“Executive-style coaching is making its way onto campuses across the country as schools struggle to keep students from dropping out. Only 58 percent of full-time freshmen enrolled at four-year institutions in 2004 managed to graduate by 2010, up one percentage point from the year before, according to the latest available data from the Department of Education.” That’s a quote from a recent article in Bloomberg BusinessWeek about how to be proactive in intervening with students who are at risk.  There is a lot of attention paid to early alert systems, especially for first year students, which is fine but with the right data management, we can know who is at risk before they even arrive at campus.

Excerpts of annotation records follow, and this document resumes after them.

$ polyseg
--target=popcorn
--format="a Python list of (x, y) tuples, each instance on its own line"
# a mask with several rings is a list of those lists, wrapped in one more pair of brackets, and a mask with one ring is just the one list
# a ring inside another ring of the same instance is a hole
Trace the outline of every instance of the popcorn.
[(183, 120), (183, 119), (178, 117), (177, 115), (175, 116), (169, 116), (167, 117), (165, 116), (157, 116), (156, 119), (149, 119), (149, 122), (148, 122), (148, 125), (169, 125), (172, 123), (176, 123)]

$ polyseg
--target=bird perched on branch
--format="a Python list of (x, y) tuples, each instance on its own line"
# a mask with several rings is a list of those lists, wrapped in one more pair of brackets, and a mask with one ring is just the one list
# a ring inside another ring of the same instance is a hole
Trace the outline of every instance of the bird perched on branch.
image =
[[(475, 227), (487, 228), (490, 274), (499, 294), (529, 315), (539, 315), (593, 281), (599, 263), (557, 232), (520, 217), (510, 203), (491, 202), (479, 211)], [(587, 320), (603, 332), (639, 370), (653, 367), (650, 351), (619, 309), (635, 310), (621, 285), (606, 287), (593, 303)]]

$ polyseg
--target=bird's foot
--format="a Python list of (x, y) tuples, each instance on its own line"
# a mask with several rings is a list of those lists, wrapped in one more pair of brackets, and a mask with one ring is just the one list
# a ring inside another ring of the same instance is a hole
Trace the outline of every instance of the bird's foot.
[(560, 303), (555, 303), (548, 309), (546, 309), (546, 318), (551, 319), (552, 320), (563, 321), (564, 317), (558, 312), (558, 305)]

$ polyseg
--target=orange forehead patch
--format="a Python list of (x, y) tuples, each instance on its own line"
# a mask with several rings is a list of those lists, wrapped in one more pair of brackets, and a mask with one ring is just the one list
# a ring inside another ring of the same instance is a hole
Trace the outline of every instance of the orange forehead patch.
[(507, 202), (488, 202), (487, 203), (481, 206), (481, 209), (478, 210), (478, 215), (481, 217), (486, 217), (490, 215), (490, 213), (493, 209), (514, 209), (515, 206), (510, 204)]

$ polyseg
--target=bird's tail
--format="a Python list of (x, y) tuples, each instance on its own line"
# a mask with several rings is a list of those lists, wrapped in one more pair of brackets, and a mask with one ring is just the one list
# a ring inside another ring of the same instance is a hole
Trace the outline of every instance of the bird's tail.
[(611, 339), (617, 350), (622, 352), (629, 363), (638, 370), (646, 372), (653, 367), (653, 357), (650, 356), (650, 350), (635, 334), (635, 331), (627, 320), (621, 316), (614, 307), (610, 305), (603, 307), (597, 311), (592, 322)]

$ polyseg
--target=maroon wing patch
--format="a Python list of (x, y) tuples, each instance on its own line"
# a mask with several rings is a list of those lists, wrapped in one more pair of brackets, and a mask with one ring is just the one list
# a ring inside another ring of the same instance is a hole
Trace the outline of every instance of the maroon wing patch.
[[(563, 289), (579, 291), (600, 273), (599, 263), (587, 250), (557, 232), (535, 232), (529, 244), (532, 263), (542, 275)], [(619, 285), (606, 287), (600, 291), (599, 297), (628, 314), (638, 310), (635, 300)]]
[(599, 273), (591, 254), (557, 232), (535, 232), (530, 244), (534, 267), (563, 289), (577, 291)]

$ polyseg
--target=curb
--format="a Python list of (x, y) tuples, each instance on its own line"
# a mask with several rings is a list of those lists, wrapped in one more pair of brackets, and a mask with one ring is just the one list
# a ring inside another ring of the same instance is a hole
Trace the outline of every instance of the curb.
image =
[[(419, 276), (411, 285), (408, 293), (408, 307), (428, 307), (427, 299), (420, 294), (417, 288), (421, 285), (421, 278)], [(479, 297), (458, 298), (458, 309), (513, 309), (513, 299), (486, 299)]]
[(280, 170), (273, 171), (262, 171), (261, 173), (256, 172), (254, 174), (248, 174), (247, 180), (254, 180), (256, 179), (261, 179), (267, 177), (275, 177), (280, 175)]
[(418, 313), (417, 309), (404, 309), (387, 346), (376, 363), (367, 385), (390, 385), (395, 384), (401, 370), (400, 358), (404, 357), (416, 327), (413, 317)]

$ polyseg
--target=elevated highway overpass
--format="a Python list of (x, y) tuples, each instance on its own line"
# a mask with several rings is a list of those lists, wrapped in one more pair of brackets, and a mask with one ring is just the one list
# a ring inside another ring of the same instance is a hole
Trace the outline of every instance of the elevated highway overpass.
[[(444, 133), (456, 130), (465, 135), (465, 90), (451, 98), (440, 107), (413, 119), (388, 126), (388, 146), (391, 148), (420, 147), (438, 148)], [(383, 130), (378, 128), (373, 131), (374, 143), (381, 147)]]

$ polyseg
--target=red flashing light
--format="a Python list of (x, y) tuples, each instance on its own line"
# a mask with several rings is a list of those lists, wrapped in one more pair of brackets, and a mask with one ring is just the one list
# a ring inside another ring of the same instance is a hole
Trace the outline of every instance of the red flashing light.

In the Bloomberg story,we hear about Selene Mendez who enrolled at California State University’s Monterey Bay campus in 2010. She’d moved to the U.S. from Mexico when she was 7 and her father was a migrant farmworker. Her high school guidance counselor seemed to think she’d follow in the footsteps of her older sister and brother, who had dropped out of college in their freshman years. “She told me I wasn’t college material,” Mendez says. “It got me angry.”

Determined to prove the counselor wrong, Mendez participated in a program that helps freshmen stay focused on their studies. Once a week throughout her first year at Monterey, she spoke with a coach who gave her tips on managing her time as she balanced schoolwork with two part-time jobs and a long commute. “I was excited that there was someone who actually took the time to help me out and make sure I succeed,” says Mendez, 19, now a sophomore.

In our work with colleges and universities, we stress the importance of creating an integrated network of student support services that provide timely and effective interventions for students who are most at risk.  We know that those who are the first in their family to go to college are in that group. The same is true for those with lower academic scores and those of lower socio-economic status.  The interventions may not be complicated or expensive.  If you are the first one in your family to attend college, you may not know how to navigate the system or how to take advantage of the resources that exist to help.

The Bloomberg article notes that coaching has helped Monterey Bay dramatically improve its retention rate according to Provost Kathy Cruz-Uribe. In 2011 78 percent of freshmen returned to school as sophomores, up from 65 percent in 2006-07, the year before the school added its coaching program.

How could a coaching for freshmen program help your retention rates?  What would have to happen for it to become a reality on your campus?